Employee Spotlight - Nicole Reynolds
Even before she started working at Tampa International Airport, you might have seen internal auditor Nicole Reynolds on top of the Short Term Parking Garage with her husband, watching planes taking off and landing after having dinner in the Main Terminal.
“It’s a fun date,” reasons Nicole, who joined the airport team about 18 months ago. “Even now during my lunch break I’ll sneak up there and watch the planes. It’s so cool.”
The fascination, perhaps, dates back to one sunny Saturday morning when she was 16 and piloted a Cessna 172 as part of the Experimental Aircraft Association’s annual Young Eagles event. That was shortly after she learned to drive a car. She remembers the instructor telling her to just follow the ribbon of road beneath her.
“I had driven on that road before so it was really neat to be flying above it,” she said.
It so happened a reporter was covering the event and a picture of Nicole at the plane’s controls was splashed across the front page of the local newspaper.
While in high school, she briefly played on the basketball team but redirected her energy to academics with an eye toward her future and career possibilities. Time on the math team and accounting electives set her on a solid professional path.
“I had a teacher I’ll never forget who told me, ‘Every business needs an accountant. It’s job security,’ ” Nicole said.
It made sense. Her mother had earned a degree in accounting, and Nicole loved math.
“It’s the problem solving,” she said. “There’s a sense of accomplishment with that every time. I like being able to solve math problems and use that to help people.”
After earning her master’s degree in accounting at the University of South Florida, Nicole worked in public accounting for three years and then took a job doing financial reporting for a multinational insurance company. The financial reporting, though, took her away from her real love: Problem solving.

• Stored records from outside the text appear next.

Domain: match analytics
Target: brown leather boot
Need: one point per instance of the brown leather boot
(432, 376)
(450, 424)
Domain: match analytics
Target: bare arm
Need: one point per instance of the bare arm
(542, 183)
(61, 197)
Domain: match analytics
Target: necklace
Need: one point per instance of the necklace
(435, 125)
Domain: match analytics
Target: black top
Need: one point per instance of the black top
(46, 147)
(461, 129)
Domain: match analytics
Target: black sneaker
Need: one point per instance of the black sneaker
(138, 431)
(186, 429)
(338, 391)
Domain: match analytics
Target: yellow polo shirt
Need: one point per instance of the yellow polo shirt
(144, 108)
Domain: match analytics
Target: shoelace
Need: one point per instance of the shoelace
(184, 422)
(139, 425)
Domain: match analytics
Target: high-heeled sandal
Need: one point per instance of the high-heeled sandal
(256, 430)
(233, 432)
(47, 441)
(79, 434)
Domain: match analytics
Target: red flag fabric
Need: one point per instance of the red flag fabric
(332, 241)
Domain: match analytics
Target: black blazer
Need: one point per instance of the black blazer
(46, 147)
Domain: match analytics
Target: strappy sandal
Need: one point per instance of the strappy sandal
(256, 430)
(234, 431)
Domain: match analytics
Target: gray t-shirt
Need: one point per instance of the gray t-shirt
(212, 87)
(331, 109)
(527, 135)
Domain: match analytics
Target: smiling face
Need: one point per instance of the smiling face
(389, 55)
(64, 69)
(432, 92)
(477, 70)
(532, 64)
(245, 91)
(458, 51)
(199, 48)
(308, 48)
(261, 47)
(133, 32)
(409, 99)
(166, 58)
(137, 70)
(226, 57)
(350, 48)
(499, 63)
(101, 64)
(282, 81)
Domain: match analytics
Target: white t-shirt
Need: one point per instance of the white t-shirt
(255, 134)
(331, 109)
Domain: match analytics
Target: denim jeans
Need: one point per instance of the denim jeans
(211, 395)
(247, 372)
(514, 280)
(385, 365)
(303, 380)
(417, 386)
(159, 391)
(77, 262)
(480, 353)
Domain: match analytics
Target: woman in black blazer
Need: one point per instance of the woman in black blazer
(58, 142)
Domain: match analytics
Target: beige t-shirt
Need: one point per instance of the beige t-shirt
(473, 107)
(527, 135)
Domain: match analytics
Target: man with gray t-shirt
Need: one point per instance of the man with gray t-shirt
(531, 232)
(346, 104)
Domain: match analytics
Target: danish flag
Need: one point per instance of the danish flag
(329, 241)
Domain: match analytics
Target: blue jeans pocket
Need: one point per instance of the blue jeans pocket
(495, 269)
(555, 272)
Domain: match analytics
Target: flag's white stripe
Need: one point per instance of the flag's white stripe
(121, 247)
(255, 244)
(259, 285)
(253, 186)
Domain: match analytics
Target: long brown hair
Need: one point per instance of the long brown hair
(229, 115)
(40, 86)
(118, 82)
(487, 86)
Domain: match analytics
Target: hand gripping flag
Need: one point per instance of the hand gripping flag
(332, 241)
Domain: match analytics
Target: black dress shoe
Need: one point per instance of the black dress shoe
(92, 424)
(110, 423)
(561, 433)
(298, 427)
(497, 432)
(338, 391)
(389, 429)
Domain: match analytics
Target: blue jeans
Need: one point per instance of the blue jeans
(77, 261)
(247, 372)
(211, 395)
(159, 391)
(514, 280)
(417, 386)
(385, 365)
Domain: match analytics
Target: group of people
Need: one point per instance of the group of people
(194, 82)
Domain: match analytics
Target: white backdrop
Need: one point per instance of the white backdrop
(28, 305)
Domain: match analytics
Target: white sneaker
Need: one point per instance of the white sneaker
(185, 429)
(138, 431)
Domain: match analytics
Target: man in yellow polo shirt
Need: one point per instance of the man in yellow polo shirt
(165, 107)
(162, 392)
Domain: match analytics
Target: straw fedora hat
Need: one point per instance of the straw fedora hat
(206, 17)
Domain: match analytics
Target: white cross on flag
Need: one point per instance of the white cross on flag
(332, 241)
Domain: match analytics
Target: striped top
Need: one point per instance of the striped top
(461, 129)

At the airport, her recent projects have included reviewing processes for the airport’s Owner Controlled Insurance Program and salvaging materials from construction sites; reviewing WMBE/DBE contracting; and auditing master plan construction contracts. She keeps her small office remarkably tidy, with no papers on the desk and neat stacks of boxes stuffed with records lining one wall. Posters promoting new TPA routes such as Lufthansa, Panama City and Cuba simply decorate two other walls.
Unlike public accounting, she said, working as an internal auditor at the airport gives her a sense of team spirit.
“Everyone here has really embraced what we’re doing,” Nicole said. “A lot of times, when people hear the word auditor they avoid them at all costs. They practically run down the hall to get away from you. Here, we’re all on the same team, working toward the goal of making the airport better. People know we’re here to help.”